Address
- 15510 1st Avenue N.E. Duvall, Washington, 98019 United States

District information
- Type: Public
- Motto: Building Bridges to the Future
- Grades: K-12
- Established: 1986; 39 years ago
- Superintendent: Dr. Susan Leach
- Schools: 6
- NCES District ID: 5304560

Students and staff
- Students: 3,105 (2020-2021)
- Student–teacher ratio: 17.01

Other information
- Website: rsd407.org

= Riverview School District (Washington) =

School district in Washington, United States

Riverview School District No. 407 is a public school district in King County, Washington, USA and contains within its boundaries, the communities of Duvall, Carnation, and the surrounding areas.

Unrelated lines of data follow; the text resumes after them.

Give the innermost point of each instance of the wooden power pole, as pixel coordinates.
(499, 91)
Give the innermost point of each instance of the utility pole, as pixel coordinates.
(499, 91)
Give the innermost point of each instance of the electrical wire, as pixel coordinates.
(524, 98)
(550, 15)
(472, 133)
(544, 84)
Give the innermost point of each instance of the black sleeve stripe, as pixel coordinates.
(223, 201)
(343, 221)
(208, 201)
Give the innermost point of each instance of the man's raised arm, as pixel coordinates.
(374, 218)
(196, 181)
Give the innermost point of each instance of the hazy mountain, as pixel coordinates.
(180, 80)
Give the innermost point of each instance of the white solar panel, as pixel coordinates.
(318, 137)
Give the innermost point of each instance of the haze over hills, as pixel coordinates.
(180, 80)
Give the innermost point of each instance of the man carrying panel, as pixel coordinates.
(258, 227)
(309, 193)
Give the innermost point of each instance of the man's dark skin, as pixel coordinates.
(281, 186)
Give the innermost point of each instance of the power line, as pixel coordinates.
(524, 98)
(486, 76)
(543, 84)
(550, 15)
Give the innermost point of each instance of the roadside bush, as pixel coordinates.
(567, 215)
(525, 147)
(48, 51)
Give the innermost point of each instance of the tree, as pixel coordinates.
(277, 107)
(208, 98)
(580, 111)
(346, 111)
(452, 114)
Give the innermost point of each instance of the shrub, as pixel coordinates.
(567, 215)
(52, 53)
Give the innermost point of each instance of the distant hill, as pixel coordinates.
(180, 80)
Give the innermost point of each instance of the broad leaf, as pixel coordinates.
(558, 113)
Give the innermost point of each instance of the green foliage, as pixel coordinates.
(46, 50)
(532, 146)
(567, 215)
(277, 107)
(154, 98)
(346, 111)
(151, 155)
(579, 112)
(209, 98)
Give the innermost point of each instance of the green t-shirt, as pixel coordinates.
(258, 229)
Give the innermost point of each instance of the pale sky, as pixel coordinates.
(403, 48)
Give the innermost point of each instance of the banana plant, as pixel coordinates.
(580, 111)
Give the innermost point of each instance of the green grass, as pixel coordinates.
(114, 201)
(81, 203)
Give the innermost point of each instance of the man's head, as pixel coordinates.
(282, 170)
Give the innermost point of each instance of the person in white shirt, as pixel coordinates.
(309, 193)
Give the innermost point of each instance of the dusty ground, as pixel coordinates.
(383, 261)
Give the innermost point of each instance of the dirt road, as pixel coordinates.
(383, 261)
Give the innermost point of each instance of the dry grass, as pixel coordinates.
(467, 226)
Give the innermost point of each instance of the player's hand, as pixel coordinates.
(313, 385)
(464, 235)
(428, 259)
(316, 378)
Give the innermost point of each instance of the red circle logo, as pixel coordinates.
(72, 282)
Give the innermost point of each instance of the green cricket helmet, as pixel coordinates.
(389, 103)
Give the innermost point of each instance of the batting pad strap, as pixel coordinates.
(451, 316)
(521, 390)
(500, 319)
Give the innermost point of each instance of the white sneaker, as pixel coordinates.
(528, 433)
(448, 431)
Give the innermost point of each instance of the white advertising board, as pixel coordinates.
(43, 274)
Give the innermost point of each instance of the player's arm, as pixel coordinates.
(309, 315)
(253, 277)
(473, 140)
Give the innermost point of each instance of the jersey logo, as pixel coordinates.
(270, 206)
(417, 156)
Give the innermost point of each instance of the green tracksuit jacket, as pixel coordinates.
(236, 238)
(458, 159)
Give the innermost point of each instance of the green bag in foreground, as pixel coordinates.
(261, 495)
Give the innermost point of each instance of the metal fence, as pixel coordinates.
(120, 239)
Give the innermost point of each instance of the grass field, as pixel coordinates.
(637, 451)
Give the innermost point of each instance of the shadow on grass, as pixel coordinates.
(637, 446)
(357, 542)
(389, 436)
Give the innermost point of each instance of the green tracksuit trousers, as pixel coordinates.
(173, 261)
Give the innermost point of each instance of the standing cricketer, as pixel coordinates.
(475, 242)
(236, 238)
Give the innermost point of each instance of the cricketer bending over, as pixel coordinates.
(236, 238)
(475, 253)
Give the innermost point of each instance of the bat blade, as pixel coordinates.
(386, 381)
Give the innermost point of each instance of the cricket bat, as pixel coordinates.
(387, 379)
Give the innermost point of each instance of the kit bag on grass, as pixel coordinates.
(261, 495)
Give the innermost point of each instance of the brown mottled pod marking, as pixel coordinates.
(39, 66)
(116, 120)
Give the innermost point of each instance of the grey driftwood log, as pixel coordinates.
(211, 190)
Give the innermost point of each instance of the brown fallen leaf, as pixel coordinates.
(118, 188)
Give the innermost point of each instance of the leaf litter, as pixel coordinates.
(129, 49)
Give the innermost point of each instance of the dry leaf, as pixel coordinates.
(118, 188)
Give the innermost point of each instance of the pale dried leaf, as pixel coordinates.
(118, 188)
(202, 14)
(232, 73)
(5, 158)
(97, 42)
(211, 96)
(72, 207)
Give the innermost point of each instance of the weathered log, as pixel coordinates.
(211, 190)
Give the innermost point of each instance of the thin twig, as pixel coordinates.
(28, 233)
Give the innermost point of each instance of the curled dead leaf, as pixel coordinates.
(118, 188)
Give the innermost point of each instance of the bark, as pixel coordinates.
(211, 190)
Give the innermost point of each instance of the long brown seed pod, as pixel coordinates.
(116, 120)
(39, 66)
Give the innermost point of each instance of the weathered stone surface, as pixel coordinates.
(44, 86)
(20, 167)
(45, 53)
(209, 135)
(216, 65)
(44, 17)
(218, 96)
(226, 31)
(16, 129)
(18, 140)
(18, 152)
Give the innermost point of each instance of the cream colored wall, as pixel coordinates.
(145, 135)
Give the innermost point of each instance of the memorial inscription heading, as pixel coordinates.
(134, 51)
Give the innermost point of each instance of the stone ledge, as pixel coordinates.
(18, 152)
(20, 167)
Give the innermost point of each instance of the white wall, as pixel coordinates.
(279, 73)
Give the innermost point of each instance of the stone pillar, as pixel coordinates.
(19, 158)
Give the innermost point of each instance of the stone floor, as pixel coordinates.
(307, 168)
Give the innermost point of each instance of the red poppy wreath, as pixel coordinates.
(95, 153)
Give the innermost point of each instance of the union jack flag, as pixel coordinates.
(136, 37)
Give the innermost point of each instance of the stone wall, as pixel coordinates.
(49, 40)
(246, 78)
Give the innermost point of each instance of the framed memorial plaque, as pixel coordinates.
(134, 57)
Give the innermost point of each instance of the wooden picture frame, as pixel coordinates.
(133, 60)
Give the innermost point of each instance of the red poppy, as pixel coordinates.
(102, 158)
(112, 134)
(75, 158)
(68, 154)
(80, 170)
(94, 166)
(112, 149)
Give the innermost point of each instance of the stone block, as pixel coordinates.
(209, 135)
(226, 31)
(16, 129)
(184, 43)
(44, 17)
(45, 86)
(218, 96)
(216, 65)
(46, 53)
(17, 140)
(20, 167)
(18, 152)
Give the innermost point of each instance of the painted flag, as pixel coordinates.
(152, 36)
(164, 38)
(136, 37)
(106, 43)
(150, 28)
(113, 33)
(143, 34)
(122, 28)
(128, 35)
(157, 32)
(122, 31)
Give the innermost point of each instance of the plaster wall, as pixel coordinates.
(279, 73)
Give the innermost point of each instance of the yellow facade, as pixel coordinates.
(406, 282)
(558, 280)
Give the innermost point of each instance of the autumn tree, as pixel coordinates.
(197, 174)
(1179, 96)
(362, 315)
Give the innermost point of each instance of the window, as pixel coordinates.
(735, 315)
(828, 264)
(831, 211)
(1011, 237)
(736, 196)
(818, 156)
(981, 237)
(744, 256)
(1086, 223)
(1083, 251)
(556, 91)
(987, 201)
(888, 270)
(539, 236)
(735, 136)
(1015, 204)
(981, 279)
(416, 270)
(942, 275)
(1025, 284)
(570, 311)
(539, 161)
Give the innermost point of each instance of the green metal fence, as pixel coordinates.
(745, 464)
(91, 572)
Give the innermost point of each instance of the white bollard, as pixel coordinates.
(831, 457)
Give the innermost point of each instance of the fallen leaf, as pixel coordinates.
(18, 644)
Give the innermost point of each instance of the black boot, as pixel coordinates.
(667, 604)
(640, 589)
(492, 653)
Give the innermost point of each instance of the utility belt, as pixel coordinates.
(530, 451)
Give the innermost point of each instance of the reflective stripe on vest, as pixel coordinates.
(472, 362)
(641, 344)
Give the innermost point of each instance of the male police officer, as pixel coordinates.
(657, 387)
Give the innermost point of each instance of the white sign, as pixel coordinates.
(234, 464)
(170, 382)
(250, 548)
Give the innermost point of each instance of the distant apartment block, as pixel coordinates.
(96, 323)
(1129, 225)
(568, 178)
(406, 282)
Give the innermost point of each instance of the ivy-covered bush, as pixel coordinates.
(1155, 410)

At the end of the 2021-2022 school year, the district's enrollment was 3,065 students.

==District boundary==
It includes Carnation, Duvall, Lake Marcel-Stillwater, and portions of Ames Lake, Cottage Lake, and Union Hill-Novelty Hill.

==Schools==
- Cedarcrest High School
- Tolt Middle School
- Cherry Valley Elementary School
- Stillwater Elementary School
- Carnation Elementary School
- Riverview Learning Center (PARADE, CLIP, CHOICE)

==History==
In 1988, Tolt Junior/Senior High School split into Tolt Middle School and Tolt High School. The high school later closed when its replacement, Cedarcrest High School, opened in 1993. Tolt Middle School is still located on the original Tolt Junior/Senior High School campus.